Он обращался ко всем нам, но смотрел главным образом на Лору.

Она уже переняла от меня страх случайно оскорбить графа и потому тотчас приняла его предложение. Составить графу компанию в эту минуту было выше моих сил. Никакие соображения не могли бы заставить меня сесть с ним за один стол. Казалось, глаза его легко проникали в самые сокровенные тайны моей души, несмотря на сгущающиеся сумерки. Голос его заставлял дрожать каждый нерв моего тела и бросал меня то в жар, то в холод. Воспоминания о моем сне, преследовавшие меня весь вечер, теперь с новой силой наполнили меня мучительным предчувствием надвигающейся беды и неописуемого ужаса. Я снова увидела белое надгробие в форме креста и женщину под вуалью, вышедшую из могилы и стоявшую рядом с Хартрайтом. Мысль о Лоре, словно ручей, устремилась в мое сердце и наполнила его горечью, которой оно никогда, никогда не знало прежде. Когда Лора проходила мимо меня к столу, я схватила ее за руку и поцеловала, как будто эта ночь должна была навеки разлучить нас. И когда все с удивлением посмотрели на меня, я выбежала из гостиной в сад, желая спрятаться от них в темноте, желая спрятаться там от самой себя.
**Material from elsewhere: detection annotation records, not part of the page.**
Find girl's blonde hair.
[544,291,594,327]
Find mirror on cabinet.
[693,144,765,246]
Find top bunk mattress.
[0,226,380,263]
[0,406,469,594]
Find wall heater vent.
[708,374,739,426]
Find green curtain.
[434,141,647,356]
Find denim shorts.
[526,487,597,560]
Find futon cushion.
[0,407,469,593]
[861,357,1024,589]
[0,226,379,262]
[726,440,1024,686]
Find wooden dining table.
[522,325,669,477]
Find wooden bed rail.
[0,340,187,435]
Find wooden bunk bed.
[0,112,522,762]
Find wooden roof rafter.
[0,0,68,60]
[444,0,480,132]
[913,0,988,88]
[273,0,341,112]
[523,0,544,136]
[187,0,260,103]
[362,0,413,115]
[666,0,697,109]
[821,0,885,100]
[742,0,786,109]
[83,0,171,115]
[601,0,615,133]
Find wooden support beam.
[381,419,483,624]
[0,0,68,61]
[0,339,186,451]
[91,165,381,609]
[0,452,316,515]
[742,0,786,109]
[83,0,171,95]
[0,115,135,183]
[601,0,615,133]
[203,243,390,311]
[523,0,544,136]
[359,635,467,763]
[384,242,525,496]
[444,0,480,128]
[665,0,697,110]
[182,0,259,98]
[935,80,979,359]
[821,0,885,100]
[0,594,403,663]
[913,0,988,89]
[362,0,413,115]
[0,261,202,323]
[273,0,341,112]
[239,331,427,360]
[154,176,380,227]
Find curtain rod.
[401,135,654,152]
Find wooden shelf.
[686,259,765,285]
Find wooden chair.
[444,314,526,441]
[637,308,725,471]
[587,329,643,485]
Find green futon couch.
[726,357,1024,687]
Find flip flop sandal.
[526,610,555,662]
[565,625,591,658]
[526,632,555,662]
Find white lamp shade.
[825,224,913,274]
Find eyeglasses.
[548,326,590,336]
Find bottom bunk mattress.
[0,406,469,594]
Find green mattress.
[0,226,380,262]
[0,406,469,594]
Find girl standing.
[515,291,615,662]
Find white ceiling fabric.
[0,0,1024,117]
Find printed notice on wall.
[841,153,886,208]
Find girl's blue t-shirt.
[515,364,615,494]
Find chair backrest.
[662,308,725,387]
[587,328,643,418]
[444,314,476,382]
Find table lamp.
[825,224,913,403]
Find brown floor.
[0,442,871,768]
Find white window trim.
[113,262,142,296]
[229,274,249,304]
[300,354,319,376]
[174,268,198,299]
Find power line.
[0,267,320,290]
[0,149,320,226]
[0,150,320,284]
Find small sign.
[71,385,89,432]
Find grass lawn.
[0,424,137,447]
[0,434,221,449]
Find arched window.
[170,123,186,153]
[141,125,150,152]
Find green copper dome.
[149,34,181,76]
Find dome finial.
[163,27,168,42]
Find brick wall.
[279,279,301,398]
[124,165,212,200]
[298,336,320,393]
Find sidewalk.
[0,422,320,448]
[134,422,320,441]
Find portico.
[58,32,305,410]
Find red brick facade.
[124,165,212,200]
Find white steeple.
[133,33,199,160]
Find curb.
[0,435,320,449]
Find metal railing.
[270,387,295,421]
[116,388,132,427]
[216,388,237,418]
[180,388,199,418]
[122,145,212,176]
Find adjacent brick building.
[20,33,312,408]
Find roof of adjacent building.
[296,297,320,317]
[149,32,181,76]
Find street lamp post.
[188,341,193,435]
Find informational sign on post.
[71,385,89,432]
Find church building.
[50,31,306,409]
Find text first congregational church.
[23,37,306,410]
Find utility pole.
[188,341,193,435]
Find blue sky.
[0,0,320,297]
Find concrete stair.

Мы разошлись в этот вечер позднее, чем обычно. К полуночи летнюю тишину нарушил глухой, печальный вой ветра, качавшего деревья в саду. Все мы почувствовали резкое похолодание, но именно граф первым заметил усиливающийся ветер. Зажигая для меня при прощании свечу, он из предосторожности прикрыл ее рукой и сказал:

– Слышите? Завтра нас ожидает перемена.

VII

19 июня


Вчерашние события подготовили меня к тому, что рано или поздно случится самое худшее. Сегодняшний день еще не закончился, а худшее уже случилось.